Nature of Activated Manganese Oxide for Oxygen Evolution

Electrodeposited manganese oxide films (MnOx) are promising stable oxygen evolution catalysts. They are able to catalyze the oxygen evolution reaction in acidic solutions but with only modest activity when prepared by constant anodic potential deposition. We now show that the performance of these catalysts is improved when they are "activated" by potential cycling protocols, as measured by Tafel analysis (where lower slope is better): upon activation the Tafel slope decreases from ∼120 to ∼70 mV/decade in neutral conditions and from ∼650 to ∼90 mV/decade in acidic solutions.
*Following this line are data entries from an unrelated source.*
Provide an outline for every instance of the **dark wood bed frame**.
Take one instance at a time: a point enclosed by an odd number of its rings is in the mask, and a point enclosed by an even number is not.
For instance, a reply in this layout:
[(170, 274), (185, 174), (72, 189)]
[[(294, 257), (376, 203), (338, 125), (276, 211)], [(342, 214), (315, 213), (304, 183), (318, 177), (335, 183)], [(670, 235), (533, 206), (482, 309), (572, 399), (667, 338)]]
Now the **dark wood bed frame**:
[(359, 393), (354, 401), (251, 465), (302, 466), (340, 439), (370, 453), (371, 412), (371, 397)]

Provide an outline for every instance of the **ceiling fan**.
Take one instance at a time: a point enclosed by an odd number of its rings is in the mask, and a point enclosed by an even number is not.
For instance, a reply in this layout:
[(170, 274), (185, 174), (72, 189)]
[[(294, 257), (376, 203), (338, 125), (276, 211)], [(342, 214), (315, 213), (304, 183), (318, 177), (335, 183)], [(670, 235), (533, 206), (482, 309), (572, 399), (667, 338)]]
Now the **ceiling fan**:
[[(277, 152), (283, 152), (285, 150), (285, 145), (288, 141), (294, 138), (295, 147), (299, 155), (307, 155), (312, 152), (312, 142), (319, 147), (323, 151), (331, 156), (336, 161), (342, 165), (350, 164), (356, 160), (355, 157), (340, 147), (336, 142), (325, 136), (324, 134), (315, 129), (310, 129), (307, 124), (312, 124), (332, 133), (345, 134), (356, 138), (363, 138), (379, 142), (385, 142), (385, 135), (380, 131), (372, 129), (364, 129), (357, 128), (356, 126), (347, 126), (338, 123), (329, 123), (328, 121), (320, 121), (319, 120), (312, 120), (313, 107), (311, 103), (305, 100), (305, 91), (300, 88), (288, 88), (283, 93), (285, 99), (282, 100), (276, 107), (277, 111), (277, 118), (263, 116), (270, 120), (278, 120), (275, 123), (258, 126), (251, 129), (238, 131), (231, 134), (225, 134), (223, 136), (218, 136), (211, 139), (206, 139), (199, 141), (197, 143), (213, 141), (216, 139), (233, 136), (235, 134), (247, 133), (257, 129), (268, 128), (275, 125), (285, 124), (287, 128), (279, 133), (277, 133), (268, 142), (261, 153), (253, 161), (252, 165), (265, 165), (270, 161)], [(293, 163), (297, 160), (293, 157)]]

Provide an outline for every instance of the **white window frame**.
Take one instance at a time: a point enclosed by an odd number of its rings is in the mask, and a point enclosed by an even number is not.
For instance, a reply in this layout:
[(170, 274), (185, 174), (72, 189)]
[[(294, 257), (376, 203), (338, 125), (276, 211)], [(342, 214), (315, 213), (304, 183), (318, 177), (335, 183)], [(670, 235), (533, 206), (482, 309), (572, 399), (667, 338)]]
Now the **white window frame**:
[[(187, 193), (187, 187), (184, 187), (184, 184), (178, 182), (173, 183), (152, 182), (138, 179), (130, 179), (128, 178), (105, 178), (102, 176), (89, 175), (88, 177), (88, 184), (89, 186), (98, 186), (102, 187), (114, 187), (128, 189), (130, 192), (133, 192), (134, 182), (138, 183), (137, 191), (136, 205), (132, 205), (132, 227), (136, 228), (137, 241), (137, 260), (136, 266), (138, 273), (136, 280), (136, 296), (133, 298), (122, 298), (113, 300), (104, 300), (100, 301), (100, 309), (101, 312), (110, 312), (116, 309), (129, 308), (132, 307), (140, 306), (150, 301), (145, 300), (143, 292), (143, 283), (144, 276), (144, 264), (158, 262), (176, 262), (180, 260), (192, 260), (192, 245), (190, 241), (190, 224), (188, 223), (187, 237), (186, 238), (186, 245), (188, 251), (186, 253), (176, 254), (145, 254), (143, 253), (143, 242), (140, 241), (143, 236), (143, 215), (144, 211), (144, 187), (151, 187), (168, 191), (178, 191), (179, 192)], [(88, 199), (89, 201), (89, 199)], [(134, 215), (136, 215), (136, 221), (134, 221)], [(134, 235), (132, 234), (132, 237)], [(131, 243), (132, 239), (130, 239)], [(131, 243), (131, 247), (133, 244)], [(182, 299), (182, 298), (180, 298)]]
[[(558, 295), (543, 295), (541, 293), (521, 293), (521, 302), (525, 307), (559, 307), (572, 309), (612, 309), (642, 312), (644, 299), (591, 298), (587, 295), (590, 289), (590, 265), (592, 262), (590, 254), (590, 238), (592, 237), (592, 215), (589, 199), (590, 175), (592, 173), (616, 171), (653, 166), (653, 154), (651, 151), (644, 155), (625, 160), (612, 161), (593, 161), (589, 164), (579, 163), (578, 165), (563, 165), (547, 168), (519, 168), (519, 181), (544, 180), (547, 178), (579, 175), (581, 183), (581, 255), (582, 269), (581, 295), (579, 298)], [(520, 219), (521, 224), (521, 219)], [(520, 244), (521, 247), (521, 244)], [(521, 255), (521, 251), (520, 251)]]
Electrochemical, spectroscopic, and structural methods were employed to study the activation process and support a mechanism where the original birnessite-like MnOx (δ-MnO2) undergoes a phase change, induced by comproportionation with cathodically generated Mn(OH)2, to a hausmannite-like intermediate (α-Mn3O4). Subsequent anodic conditioning from voltage cycling or water oxidation produces a disordered birnessite-like phase, which is highly active for oxygen evolution. At pH 2.5, the current density of activated MnOx (at an overpotential of 600 mV) is 2 orders of magnitude higher than that of the original MnOx and begins to approach that of Ru and Ir oxides in acid.